The measurements which we used, which quantifies the overall performance in terms of detectability is what we call the detective quantum efficiency. This takes into consideration both the balance between spatial resolution, or MTF, or the amount of noise that is in the image.
So the most important thing, in terms of maintaining and achieving a very high DQE is that, regardless of whether you have a digital detector or screen-film system, the amount of signal to noise that impinges upon that detector is the same. This is the system now X-rayed that is propagated from the tube through the patient and is received at the detector.
So the really important thing to optimize the image quality and/or patient dose is a function of how efficiently you convert the signal and to do that in such a fashion that you do not induce noise into the image. So it is a very good measure of both signal and noise.
One of the things that having high DQE gives you is also the tradeoff now to decide do you want to have the same image quality with a lower dose or do you want to have improved image quality by the same dose because they are relative, since really what you are talking about is a ratio of the signal to the noise in the system.

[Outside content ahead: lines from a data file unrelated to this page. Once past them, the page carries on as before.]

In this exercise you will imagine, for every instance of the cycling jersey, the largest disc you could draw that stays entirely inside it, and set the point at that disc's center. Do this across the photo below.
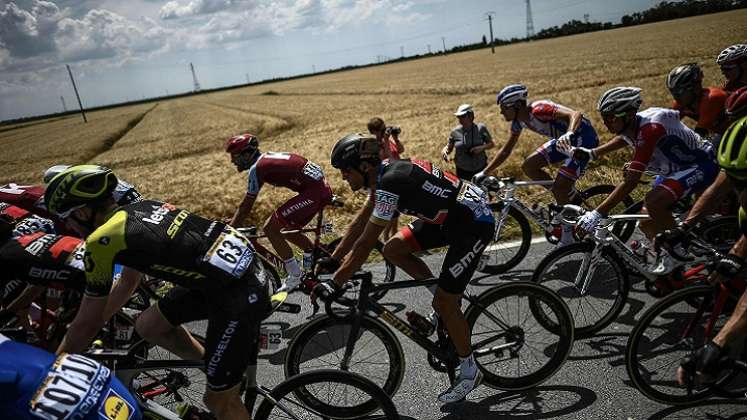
(451, 212)
(710, 115)
(35, 384)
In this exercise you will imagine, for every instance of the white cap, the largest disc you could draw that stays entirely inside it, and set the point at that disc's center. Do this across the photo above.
(463, 109)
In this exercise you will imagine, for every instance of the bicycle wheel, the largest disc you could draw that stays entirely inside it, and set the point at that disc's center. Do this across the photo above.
(327, 394)
(606, 290)
(510, 243)
(592, 197)
(512, 348)
(383, 274)
(321, 344)
(667, 332)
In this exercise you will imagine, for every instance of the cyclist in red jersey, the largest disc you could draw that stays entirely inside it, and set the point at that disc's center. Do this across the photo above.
(704, 105)
(281, 170)
(733, 63)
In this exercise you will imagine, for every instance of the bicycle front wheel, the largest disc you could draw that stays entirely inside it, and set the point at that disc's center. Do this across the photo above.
(327, 394)
(512, 348)
(667, 332)
(510, 243)
(322, 344)
(596, 295)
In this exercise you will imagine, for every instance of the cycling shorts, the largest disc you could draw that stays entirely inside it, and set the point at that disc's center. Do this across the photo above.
(234, 311)
(571, 168)
(691, 180)
(299, 210)
(466, 240)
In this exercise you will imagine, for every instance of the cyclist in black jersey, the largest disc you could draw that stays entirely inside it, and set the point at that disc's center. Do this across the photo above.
(213, 266)
(451, 212)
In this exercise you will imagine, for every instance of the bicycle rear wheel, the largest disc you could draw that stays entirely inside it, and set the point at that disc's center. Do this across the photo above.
(667, 332)
(327, 394)
(512, 348)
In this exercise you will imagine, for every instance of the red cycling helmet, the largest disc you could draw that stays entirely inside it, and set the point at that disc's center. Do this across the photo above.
(736, 104)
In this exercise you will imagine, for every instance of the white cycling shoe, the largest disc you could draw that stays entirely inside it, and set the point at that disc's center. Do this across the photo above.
(460, 388)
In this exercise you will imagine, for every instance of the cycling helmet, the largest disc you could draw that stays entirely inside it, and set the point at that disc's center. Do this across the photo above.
(736, 103)
(53, 171)
(619, 99)
(684, 77)
(732, 53)
(732, 150)
(353, 149)
(78, 186)
(512, 94)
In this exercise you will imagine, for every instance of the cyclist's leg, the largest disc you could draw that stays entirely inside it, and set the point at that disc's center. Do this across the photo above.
(161, 324)
(416, 236)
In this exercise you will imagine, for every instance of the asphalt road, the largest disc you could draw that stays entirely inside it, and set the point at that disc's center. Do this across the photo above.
(593, 383)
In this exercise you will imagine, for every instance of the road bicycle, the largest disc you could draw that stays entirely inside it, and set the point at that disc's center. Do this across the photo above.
(513, 350)
(592, 276)
(512, 217)
(273, 264)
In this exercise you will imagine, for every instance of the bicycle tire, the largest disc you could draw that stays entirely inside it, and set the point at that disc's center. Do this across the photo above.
(301, 385)
(606, 294)
(644, 335)
(483, 322)
(321, 344)
(388, 277)
(623, 230)
(498, 256)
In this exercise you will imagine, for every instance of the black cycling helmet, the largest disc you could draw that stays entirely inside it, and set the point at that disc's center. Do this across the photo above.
(353, 149)
(78, 186)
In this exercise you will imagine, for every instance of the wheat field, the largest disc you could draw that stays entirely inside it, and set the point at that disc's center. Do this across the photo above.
(172, 150)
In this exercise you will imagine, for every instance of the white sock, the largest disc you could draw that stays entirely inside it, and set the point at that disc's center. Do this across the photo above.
(467, 367)
(292, 268)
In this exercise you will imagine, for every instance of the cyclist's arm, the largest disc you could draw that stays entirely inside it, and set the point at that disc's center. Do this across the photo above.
(362, 247)
(354, 231)
(736, 326)
(709, 200)
(503, 154)
(87, 323)
(245, 208)
(122, 290)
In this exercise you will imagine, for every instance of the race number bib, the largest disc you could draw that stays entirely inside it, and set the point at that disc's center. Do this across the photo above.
(475, 199)
(71, 390)
(231, 252)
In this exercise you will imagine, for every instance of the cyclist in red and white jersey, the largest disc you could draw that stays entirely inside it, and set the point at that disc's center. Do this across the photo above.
(733, 63)
(704, 105)
(662, 145)
(286, 170)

This chart takes measurements which we have made on the Senographe 2000D digital system versus published data on an existing and typical film screening. So what you see on the left-hand side is the percentage of detectable quantum efficiency or how efficient is the detector at converting signal into either electrons or, in the case of digital, sensormetric response.
So you see that, in a digital system, you have a much higher DQE across the entire range of line pairs in terms of spatial frequency. This is the region of interest in terms of clinical benefit for mammography. So you can see, across that whole region, you have substantially improved DQE as compared to a typical film screen.
This chart has similar information except instead of selecting two of the same dose, you look across the entire range of dose from very, very low dose to high dose, you see the response of the digital detector is actually very linear and quite flat across the whole range until you get to extremely low dose down in this end.
In terms of noise conversion, what you want to have is to not contribute additional noise. There is some noise called quantum noise which is inherent in the X-ray generation. What you don't want to do is contribute any more noise to that image through the conversion process.
If you look at--even in extremely low doses, you have the noise of the X-ray and you don't have any contribution of additional noise in a digital detector until you are down, approximately--the quantum and the detector-contributed noise become equivalent down at about a dosage of 0.8 mR which is almost an order of magnitude below the region of clinical interest because you are not going to see dosages down to 0.8 to be clinically important in a mammography machine.
So that is kind of a summary of the data that we have for you in terms of the physics and the engineering that we have incorporated in the full-field digital-mammography machine. I think it leverages quite well our long history in mammography taking advantage of a system that is already out in clinical use on a widespread basis.
We have invested and generated a lot of time and tried to come up with a digital detector that has superior physics and to make sure that we leverage our signal-processing expertise both in other digital radiography as well as CT and mR to try to optimize and take advantage of that digital-conversion technology.
The end results, of course, are to be proven in the clinical studies. I will introduce Dr. Hendrick who will take you through the results of the clinical trials using the G.E. F50M machine.